Friday, March 16, 2012

Columbia Record and Tape Club, November 1973

I stumbled on this while sorting through papers at my parents' house. It's a magazine/catalog for the Columbia Record and Tape Club from November 1973. Club members received these in the mail every month.

Right click on the image, then left click on "Open Link in New Window" to get a zoomable enlargement big enough to read...






In those days, albums were available in LP, 8-Track, cassette or ubersexy reel-to-reel. And if you wanted that month's selection you need do nothing!





The theme that month was famous musical duos, including Ferrante and Teicher who appear to have had special toupees made for the occasion.





Next were the rock selections.  I wonder whatever happened to Blue Mink?





Then we get into Pop and Easy Listening. Imagine being the writer that had to come up with these album blurbs. It must have been difficult to find fresh ways to say basically the same thing over and over.




More Pop, including the great Lawrence Welk. I can hear him now: "Wunnerful, wunnerful! Now da boys are gonna play dat great Duke Ellington hit, Take A Train!"





Here's some Country selections. It's surprising to see Jimmy Buffet in this category. And weren't Redd Foxx albums a little risque for Columbia?




Then we have a sort of genre free-for-all. Seiji Ozawa only recently had to cut back his schedule due to age and health. He's been conducting a long time.





And here we have a belly dancer and Boot Randolph side by side with Beethoven and Bach. Boots had a great career as a country-western sax player, of all things. If you ever watched Benny Hill, you've heard Boots.

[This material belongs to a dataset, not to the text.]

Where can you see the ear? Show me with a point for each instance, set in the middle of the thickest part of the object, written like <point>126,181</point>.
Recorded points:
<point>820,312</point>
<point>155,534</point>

Here we have the entire Jazz and show tune selection, pretty pathetic. One of the soundtrack albums even features the N-word. Amazing. Columbia Record and Tape Club was definitely not geared to the musical tastes of urbane sophisticates.
On the right is an offer for a gizmo to store your 8-Tracks. Even in today's dollars 14 bucks plus shipping seems a little pricey for a box that only holds 24 tapes.